Monk followed me out. Once we were in the hall, he grabbed my arm. “Why did you steal all those things from the Dog Woman?”

“To prove a point.” I took Nesbo’s nameplate from under my shirt and shoved it into my bag.

“That you’re a criminal?”

“That I’m not,” I said and went up the stairs, Monk hurrying to keep up with me.

“That’s not going to be easy when they catch you with Dog Woman’s belongings.”

“Maybe they won’t.”

“Then you will have succeeded in being a criminal, and then what will you have proved?”

We reached the lobby and I walked toward the exit, where another security checkpoint was set up beside two lines, one for visitors and one for employees.

Visitors were required to return their clip-on IDs to the agent who stood behind a podium, and then pass through the scanner again, as if they were about to get on a plane.

In the employee line, about half were randomly selected for screening.

“Actually, it’s a win-win.” I patted his back and as I removed my hand, I dropped Nesbo’s pen into his lower-left jacket pocket.

“I fail to see how,” he said.

“You will.”

He took a step forward and immediately froze. I forgot about how sensitive he was to balance. By adding the pen to his pocket, I’d shifted the balance of his jacket.

But it was too late. I was already at the checkpoint.

I handed my pass to the agent, stepped up the conveyor belt, and put my purse on it to be x-rayed.

I walked through the scanner without setting it off and waited for my bag to come through the other side of the X-ray machine.

Monk, meanwhile, leaned to his right to compensate for the pen in his left pocket as he approached the podium. He looked like a man with hemorrhoids walking on a tightrope.

“Did you pinch a nerve or something?” the agent asked.

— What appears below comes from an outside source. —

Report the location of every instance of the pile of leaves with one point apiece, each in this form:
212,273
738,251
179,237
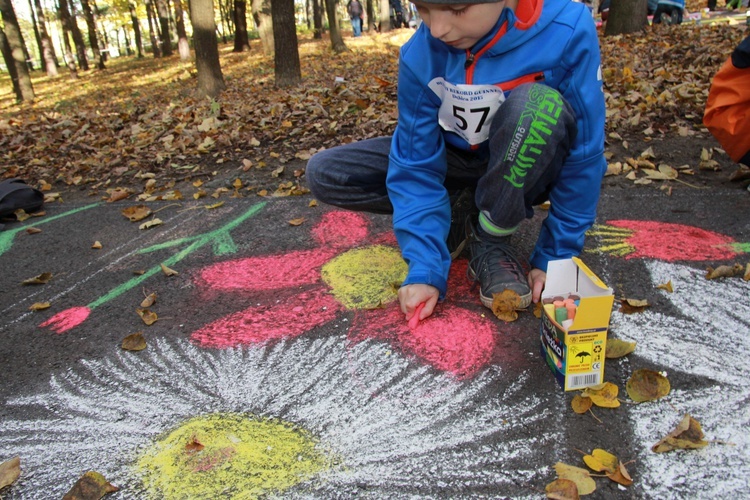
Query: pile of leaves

Monk handed over his clip-on ID. “No. What makes you say that?”

“You’re walking funny,” he said.

“You must be mistaken,” Monk said, and tried to straighten up, but overcompensated and nearly fell over. He quickly righted himself, leaning once again to the right. Everyone was staring at him—agents, visitors, and security guards.

My bag came through the X-ray. I was about to snatch it up when the security guard reached for it first.

“I’d like to search your bag,” she said.

“Of course,” I said. “Be my guest.”

Monk reached the conveyor belt for the X-ray machine and faced a quandary. If he emptied his pockets and handed over the pen, he would be revealed as a thief. If he left it in his pocket and walked through the scanner, he risked having it go off and being revealed as a thief.

And Monk wasn’t a risk taker.

“I confess,” Monk yelled, took the pen out of his pocket, and raised his hands above his head. “Don’t shoot.”

The agent behind the podium took the pen from Monk’s raised hand, examined it, then gave it back to him.

“It’s no problem, sir. We give these away. Think of it as a souvenir.”

Monk sighed with relief and lowered his hands.

That’s when the security guard who was searching my bag pulled out Nesbo’s nameplate and the photo of the dog.

“But these are not,” she said.

The agent at the podium picked up a phone and was instantly connected to someone. “You better get down here. We have a situation in the lobby.”

Monk glowered at me from the other side of the scanner. “Happy now?”

“Ecstatic,” I said.

CHAPTER FOURTEEN

Mr. Monk and the Bad Neighborhood

S
pecial Agents Thorpe and Cardea were called down to deal with us and when they saw the stuff that I’d taken from Nesbo’s desk in the evidence room, they were not amused.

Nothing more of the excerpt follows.